A recording of the hearing can be streamed via the government affairs channel TVW.

Progressives in Washington have been anticipating this hearing for years in the hope that the state Supreme Court will bless a capital gains tax as lawful – and perhaps even overturn a prior court precedent that has long stymied a personal income tax. Democratic lawmakers have long assailed Washington’s tax system – which doesn’t have a personal income tax – as regressive. Since state revenue depends so heavily on sales and business taxes, it means people who earn the least ultimately pay a higher share of their income in tax.

In statements released after the hearing, progressives held out hope that the justices would let the capital gains tax move forward.

“Millions of students, whether in pre-school, high school, or technical college, are depending on the $500 million per year from this tax on the ultra-rich," said Treasure Mackley, executive director of Invest in WA Now, a coalition that supports progressive taxation. "We are cautiously optimistic the Court will protect Washingtonians who need childcare and education, not the excessive profits of Washington’s mega-millionaires and billionaires.”

But progressives have been frustrated since 1933, when a conservative state Supreme Court majority threw out a voter-approved graduated income tax in what’s known as the Culliton decision, saying it violated Washington’s constitution. Under a graduated income tax, people fall into brackets in which the share of tax owed increases with their income. In the years since, multiple ballot measures and proposed constitutional amendments have asked Washington voters to approve an income tax – and voters have shot it down every time.

As befits a century-long battle over the power of the government purse, Washington’s interest groups have lined up on either side of the argument.

In briefs, labor unions, community groups and legal scholars are urging the court to uphold the capital gains tax, which they argue is both legal and necessary for a more equitable tax system. On the other side, business interests like the Association of Washington Business and the Building Industry Association of Washington are calling the tax unconstitutional and bad public policy.

Democrats in the Legislature passed the capital gains tax in 2021 and Gov. Jay Inslee signed it into law. The new law levies a 7% tax on profits from selling assets like bonds and stocks.

The tax would apply only to the portion of the profits from those sales that exceed $250,000 by an individual or married couple. For instance, if one earned $260,000 in profit from selling stocks in a given year, only $10,000 would be taxed, and the capital gains tax owed would be $700.

Capital gains taxes would not be applied to sales on real estate, retirement accounts, livestock and timber, or small businesses.
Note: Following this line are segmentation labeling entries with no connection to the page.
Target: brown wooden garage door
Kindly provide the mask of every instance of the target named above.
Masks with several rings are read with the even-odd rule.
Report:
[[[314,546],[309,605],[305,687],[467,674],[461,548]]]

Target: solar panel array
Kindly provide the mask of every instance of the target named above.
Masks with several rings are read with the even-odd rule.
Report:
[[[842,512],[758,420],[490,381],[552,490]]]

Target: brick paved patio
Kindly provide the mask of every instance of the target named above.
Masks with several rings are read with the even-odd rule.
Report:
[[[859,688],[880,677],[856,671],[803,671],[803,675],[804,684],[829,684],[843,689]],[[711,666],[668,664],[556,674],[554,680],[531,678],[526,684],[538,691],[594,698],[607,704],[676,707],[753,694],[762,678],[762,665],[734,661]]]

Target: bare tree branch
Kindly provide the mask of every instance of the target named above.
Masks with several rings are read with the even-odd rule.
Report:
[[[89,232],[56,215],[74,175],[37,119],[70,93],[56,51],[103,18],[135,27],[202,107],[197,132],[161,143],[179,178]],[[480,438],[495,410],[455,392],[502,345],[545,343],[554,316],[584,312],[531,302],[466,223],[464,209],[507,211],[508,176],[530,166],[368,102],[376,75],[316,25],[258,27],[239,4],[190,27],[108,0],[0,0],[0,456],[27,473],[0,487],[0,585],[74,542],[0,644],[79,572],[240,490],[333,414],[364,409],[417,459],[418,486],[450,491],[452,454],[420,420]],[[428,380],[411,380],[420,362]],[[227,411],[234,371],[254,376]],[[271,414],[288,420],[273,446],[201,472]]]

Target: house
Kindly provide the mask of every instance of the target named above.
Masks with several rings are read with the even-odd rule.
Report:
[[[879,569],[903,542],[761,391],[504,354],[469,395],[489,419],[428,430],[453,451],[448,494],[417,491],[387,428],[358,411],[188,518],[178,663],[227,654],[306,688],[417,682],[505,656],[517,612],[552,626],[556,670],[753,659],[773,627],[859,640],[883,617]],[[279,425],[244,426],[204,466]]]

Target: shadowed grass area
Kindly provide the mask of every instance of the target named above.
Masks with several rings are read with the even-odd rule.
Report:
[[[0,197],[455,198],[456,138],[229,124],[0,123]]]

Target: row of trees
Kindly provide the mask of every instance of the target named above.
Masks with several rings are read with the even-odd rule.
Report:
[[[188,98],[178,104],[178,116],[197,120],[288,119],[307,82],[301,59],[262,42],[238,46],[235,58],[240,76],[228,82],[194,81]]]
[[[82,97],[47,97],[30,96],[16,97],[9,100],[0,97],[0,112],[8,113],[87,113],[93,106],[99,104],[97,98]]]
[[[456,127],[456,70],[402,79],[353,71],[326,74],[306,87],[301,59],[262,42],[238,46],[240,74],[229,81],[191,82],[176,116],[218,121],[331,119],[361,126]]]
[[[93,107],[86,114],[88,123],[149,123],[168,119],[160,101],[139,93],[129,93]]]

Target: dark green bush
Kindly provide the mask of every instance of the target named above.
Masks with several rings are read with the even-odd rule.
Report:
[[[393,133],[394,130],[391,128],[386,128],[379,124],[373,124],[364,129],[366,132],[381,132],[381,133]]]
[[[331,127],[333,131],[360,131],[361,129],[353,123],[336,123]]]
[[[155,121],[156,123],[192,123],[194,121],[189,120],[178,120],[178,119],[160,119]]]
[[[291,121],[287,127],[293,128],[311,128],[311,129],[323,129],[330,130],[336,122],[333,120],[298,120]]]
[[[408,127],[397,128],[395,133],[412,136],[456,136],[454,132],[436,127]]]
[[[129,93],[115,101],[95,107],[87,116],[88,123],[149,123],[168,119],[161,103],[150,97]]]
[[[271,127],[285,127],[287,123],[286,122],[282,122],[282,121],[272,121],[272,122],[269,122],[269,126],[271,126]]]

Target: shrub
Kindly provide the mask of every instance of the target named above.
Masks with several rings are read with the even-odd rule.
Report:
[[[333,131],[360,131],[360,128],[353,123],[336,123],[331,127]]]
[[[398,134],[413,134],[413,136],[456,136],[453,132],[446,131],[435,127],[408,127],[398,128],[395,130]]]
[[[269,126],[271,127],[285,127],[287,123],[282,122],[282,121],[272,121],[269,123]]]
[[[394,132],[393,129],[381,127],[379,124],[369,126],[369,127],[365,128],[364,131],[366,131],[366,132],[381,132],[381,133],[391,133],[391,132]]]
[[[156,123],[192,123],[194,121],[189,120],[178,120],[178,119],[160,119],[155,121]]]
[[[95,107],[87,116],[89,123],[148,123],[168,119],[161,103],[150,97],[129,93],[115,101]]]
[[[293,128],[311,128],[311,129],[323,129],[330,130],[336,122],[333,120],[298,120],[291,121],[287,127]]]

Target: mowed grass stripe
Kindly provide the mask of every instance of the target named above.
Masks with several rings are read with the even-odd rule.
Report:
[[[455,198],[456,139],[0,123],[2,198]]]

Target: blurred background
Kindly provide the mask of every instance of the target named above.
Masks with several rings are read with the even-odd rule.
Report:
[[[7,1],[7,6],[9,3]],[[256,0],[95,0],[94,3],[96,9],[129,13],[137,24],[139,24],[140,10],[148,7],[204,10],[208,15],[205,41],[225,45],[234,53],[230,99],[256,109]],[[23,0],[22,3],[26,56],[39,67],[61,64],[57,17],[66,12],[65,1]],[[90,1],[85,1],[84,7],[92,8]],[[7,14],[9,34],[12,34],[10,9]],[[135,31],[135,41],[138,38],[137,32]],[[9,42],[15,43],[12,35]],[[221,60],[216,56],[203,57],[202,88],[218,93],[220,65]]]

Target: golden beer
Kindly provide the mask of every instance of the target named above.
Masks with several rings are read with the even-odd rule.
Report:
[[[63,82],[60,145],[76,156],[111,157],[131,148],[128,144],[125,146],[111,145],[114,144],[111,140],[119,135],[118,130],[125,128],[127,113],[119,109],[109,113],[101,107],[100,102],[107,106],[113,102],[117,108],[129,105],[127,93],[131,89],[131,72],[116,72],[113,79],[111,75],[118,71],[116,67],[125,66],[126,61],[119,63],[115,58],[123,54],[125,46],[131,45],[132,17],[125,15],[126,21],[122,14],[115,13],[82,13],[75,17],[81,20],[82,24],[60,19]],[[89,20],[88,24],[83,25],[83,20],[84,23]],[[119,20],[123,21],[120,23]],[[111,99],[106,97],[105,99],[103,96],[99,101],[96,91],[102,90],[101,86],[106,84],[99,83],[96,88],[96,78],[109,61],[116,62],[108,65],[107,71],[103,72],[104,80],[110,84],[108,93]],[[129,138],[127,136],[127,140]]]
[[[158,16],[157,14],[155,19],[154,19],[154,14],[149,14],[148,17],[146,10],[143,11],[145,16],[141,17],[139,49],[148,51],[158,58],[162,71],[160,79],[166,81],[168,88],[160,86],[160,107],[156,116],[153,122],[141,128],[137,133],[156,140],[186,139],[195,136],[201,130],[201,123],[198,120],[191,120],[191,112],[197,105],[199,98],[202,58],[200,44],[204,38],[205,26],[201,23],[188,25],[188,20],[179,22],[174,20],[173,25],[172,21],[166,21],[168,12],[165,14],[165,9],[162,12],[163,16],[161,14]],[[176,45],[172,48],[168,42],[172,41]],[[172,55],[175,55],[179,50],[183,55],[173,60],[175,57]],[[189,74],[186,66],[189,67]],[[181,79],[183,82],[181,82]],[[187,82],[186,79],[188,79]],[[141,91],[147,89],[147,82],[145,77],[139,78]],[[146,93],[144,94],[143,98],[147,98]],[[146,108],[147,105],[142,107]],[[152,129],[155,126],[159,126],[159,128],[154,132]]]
The new tax didn’t do well in its first time in court. In March, a Douglas County Superior Court judge ruled that the tax violated the state constitution. In that decision, Judge Brian Huber ruled it unconstitutional because the tax doesn’t apply to every resident uniformly, but  only to those whose profits clear that $250,000 threshold.

The state Supreme Court in the past has considered income as property – like in the Culliton decision. And Washington’s constitution declares that property must be taxed at a flat rate, Huber said.

That’s an argument that conservatives hope will resonate with the state Supreme Court.

“When this was first proposed, the Department of Revenue was blunt that this was an income tax,” said Jason Mercier, a policy director with the conservative-leaning nonprofit Washington Policy Center.

In an email after Thursday's hearing, Mercier said he was pleased about the sometimes tough questions the justices asked the state attorneys defending the law.

"The justices asked the right questions today on the capital gains income tax," Mercier wrote. "Feeling better than I did before the arguments. Now we wait to see the ruling."

Progressives and some legal scholars contend – along with state attorneys in the hearing – that capital gains are not income, and that the tax is structured as an excise tax.

Several law professors, including Hugh Spitzer of the University of Washington School of Law, submitted a brief ahead of the court hearing contending that the new law is, in fact, an excise tax, which is applied during a transfer of funds, such as paying sales tax.

“The way the Legislature set up this capital gains tax, it's an excise tax on the sale of certain stocks and bonds, measured by the gain,” Spitzer said.

The court isn’t expected to issue a ruling on the case Thursday. But a decision to strike down the tax could have near-term effects. State lawmakers and Gov. Jay Inslee this spring are writing a new two-year state budget that will bank on hundreds of millions of dollars in expected revenue, earmarked for early-learning programs and K-12 public schools.